LONDON: A new generation of global companies, billed as "international powerhouses", are set to emerge from countries like China and India in the next few years, a report has predicted.
PricewaterhouseCoopers assessed 15 markets, including Brazil, China, India, Mexico, Russia and Singapore, to gauge which nations were likely to produce the most "new multinationals".
This group, defined in terms of corporations that have established a presence outside of their home country, increased in size from 352 to 613 firms between 2005 and 2008.
While it then contracted in size to 470 organisations in 2009 as a result of the economic downturn, the overall trend appears to be positive.
For example, the number of brand owners based in the BRICs that featured in the Fortune Global 500 has grown from 27 to 58 in the last five years.
Millward Brown Optimor's latest BrandZ Top 100 Global Brands list also contained 13 members drawn from these four key countries.

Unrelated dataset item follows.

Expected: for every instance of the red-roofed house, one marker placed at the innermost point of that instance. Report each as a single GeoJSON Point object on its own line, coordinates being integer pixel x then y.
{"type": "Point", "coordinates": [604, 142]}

China has been one of the main drivers of this process, housing 141 companies with a multi-market reach in 2009 compared with the figure of just 54 in 2005, according to PwC.
The business services group further predicted that over 40% of the "new multinationals" based in developing economies would be drawn from China and India over the period to 2015.
From 2018 onwards, however, India is set to boast the greatest density of these corporations, producing 20% more organisations than China by 2024.
"China's current level of investment intensity is unlikely to be sustainable ... while growing domestic demand is expected to help hold down the trade openness of the economy," the report said.
Malaysia and Singapore, which are largely export-orientated, Russia, boosted by its oil resources, and South Korea, which already has several global brands, will also account for a third of new MNCs.
By contrast, the South American nations featured in the analysis, a group that included Argentina and Chile, will be a "smaller source" of the next generation of major conglomerates.
Looking forward, PwC forecast that more of these corporations would shift their focus away from local and regional strategies, "going direct" to developed markets instead.
In evidence of this, the amount of Russian companies expanding in the CIS fell by 17% from 2005 to 2009, with the US, the European Union and Greater China all attracting heightened attention.
Similarly, it was suggested that many of the "powerhouses” of the future would move into sectors such as services and “high value manufacturing".
For example, the percentage of international Chinese businesses in the consumer goods, professional services and electronic components sectors rose from 2005 to 2009.
Despite this, the rise of the "new multinationals" will be gradual, not surpassing the total recorded in 2008 until 2015, but improving on this figure by 40% in 2024.